Für den ermittlungsbehördlichen Zugriff auf E-Mail-Postfächer, die dem Nutzer von einem Provider zur (Zwischen-)Speicherung seiner elektronischen Nachrichten bereitgestellt werden, dienen die §§ 100a, 100b StPO ... als Rechtsgrundlage. Der vom Amtsgericht in seinem ausführlichen Beschluss vertretenen Ansicht, für eine solche Maßnahme stehe nach geltendem Recht eine geeignete Ermächtigungsgrundlage in der StPO nicht zur Verfügung und ein darauf gerichteter Antrag sei daher abzulehnen, vermag sich die Kammer – ebenso wie der Ansicht der Staatsanwaltschaft, die in einem solchen Fall vorzugswürdig die Beschlagnahmevorschriften ( §§ 94, 98, 99 StPO) angewendet sehen will –, die divergierenden Auffassungen zu dieser Frage in Rechtsprechung und Literatur ... berücksichtigend, nicht anzuschließen. (1)
 

 
Von einem Leser des Cyberfahnders bin ich auf den Beschluss des Landgerichts Hamburg vom 08.01.2008 - 619 Qs 1/08 (1) - mit den Worten hingewiesen worden, dass, wenn er es recht verstehe, ich wohl eine andere Meinung vertrete. Das sieht er richtig.

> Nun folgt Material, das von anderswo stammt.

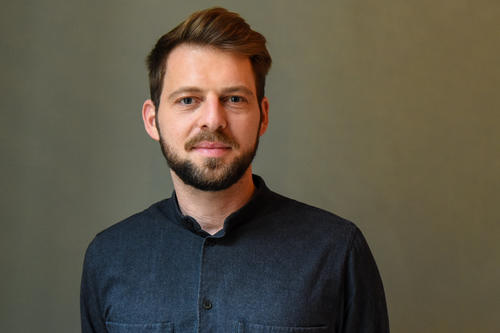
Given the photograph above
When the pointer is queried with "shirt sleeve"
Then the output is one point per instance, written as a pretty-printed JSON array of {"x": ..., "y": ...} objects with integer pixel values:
[
  {"x": 365, "y": 309},
  {"x": 90, "y": 309}
]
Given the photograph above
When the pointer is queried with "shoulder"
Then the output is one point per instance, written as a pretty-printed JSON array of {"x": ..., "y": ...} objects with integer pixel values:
[
  {"x": 135, "y": 229},
  {"x": 314, "y": 222}
]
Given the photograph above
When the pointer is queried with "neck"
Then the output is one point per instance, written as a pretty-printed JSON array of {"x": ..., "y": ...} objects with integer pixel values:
[{"x": 210, "y": 209}]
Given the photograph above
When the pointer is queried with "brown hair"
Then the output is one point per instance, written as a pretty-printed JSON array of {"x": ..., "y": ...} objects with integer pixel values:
[{"x": 215, "y": 27}]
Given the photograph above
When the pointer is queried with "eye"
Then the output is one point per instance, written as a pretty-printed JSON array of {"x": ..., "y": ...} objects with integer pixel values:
[
  {"x": 236, "y": 99},
  {"x": 187, "y": 100}
]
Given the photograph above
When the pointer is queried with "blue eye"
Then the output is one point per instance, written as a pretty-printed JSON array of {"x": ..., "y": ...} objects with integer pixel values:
[{"x": 187, "y": 100}]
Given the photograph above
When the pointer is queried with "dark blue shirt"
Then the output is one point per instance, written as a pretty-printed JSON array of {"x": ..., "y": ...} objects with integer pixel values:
[{"x": 277, "y": 266}]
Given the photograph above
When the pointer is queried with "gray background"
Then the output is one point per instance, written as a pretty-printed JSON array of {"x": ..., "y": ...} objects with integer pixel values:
[{"x": 385, "y": 112}]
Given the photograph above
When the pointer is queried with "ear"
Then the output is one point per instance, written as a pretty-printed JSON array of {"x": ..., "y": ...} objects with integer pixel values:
[
  {"x": 149, "y": 119},
  {"x": 264, "y": 121}
]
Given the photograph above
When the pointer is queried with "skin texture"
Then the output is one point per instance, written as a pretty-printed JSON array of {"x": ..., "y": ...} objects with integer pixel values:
[{"x": 208, "y": 116}]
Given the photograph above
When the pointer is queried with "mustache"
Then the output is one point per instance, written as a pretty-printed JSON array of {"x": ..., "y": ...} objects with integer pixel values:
[{"x": 211, "y": 137}]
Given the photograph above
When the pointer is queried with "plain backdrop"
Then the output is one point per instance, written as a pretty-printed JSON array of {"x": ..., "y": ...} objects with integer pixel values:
[{"x": 385, "y": 112}]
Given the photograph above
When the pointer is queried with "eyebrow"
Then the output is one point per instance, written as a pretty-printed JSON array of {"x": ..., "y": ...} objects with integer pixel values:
[
  {"x": 242, "y": 89},
  {"x": 184, "y": 90},
  {"x": 195, "y": 90}
]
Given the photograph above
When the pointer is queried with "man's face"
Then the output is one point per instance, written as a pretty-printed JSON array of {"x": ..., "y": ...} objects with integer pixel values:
[{"x": 209, "y": 120}]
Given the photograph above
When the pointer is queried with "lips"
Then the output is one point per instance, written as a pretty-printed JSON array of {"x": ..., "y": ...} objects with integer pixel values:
[{"x": 211, "y": 145}]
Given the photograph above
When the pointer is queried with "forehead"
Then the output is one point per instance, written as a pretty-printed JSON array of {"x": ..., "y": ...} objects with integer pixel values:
[{"x": 206, "y": 68}]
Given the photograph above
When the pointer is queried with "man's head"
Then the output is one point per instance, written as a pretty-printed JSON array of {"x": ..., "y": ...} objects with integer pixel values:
[
  {"x": 207, "y": 106},
  {"x": 218, "y": 28}
]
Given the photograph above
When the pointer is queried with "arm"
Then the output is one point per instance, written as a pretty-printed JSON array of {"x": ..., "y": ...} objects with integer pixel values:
[
  {"x": 365, "y": 309},
  {"x": 90, "y": 309}
]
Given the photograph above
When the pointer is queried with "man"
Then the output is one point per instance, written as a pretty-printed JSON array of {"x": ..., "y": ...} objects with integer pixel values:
[{"x": 224, "y": 253}]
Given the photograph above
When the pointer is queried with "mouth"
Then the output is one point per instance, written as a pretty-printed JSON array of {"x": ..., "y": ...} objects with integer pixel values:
[{"x": 211, "y": 149}]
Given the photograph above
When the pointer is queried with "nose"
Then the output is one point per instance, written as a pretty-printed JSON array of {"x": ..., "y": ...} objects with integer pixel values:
[{"x": 213, "y": 114}]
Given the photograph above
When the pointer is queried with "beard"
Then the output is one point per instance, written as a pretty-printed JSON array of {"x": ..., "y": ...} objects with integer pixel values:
[{"x": 214, "y": 175}]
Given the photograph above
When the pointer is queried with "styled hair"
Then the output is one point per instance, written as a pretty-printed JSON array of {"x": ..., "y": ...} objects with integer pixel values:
[{"x": 215, "y": 27}]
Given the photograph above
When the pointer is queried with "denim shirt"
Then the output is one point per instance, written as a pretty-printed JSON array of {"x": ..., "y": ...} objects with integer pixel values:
[{"x": 277, "y": 266}]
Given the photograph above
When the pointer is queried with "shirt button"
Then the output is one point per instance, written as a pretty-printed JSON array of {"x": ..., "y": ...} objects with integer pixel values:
[
  {"x": 210, "y": 242},
  {"x": 207, "y": 305}
]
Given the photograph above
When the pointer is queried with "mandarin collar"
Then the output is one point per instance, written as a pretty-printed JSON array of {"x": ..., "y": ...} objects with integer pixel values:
[{"x": 234, "y": 219}]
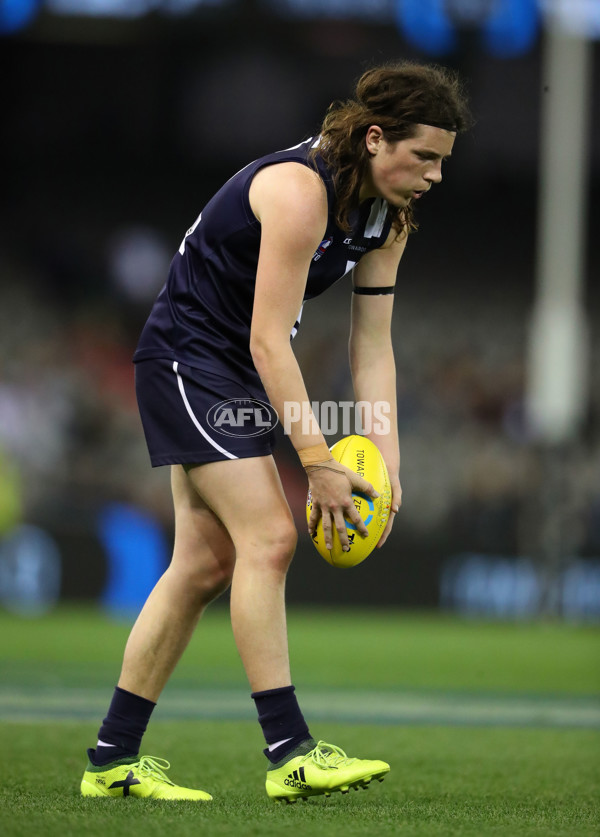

Den Beschluss habe ich bereits angesprochen, kannte dabei aber den Text noch nicht.

Die Kernaussage des Beschlusses ist gesetzessystematisch undurchdacht und gerät in dieselbe Argumentationsfalle, die das BVerfG wegen seiner eigenen Rechtsprechung in anderer Sache korrigiert hat (2). Hostspeicher, egal, ob sie für die Verwaltung von E-Mails oder für die Speicherung anderer Dokumente und Inhalte dienen, sind schlicht und einfach physikalische Speicher und damit körperliche Gegenstände, die als solche gemäß § 94 Abs. 2 StPO der Beschlagnahme unterliegen. § 100a StPO betrifft hingegen die laufende Kommunikation, also das Abhören beim Übertragungsvorgang.
 

 
Die Regeln für die Überwachung der Telekommunikation passen schlicht und einfach nicht auf Hostdienste, die eben gerade nicht der laufenden Übermittlung, sondern der Speicherung dienen.

Zur Analogie fähig sind allenfalls die einschränkenden Vorschriften zur Postbeschlagnahme ( § 99 StPO), weil sie den körperlichen Übertragungsweg einem besonderen Schutz unterwerfen. Eine ernsthafte und kunstgerechte Auslegung muss jedoch den gesetzgeberischen Willen zu Rate ziehen und damit die jetzt eingeführte Onlinedurchsuchung light. Mit dieser Formvorschrift zur Durchsuchung hat der Gesetzgeber klar zu verstehen, dass er die vom Betroffenen bewusst aus seinem unmittelbaren Herrschaftsbereich ausgelagerten Daten den klassischen Instrumenten der Durchsuchung ( §§ 102, 103, 105 StPO) und Beschlagnahme ( §§ 94, 95, 97, 98 StPO) unterwerfen will. Wer diesen Willen ernst nimmt kann keine einschränkende Interpretation anhand der Postbeschlagnahme ( § 99 StPO) oder der Überwachung der Telekommunikation ( § 100a StPO) in Erwägung ziehen.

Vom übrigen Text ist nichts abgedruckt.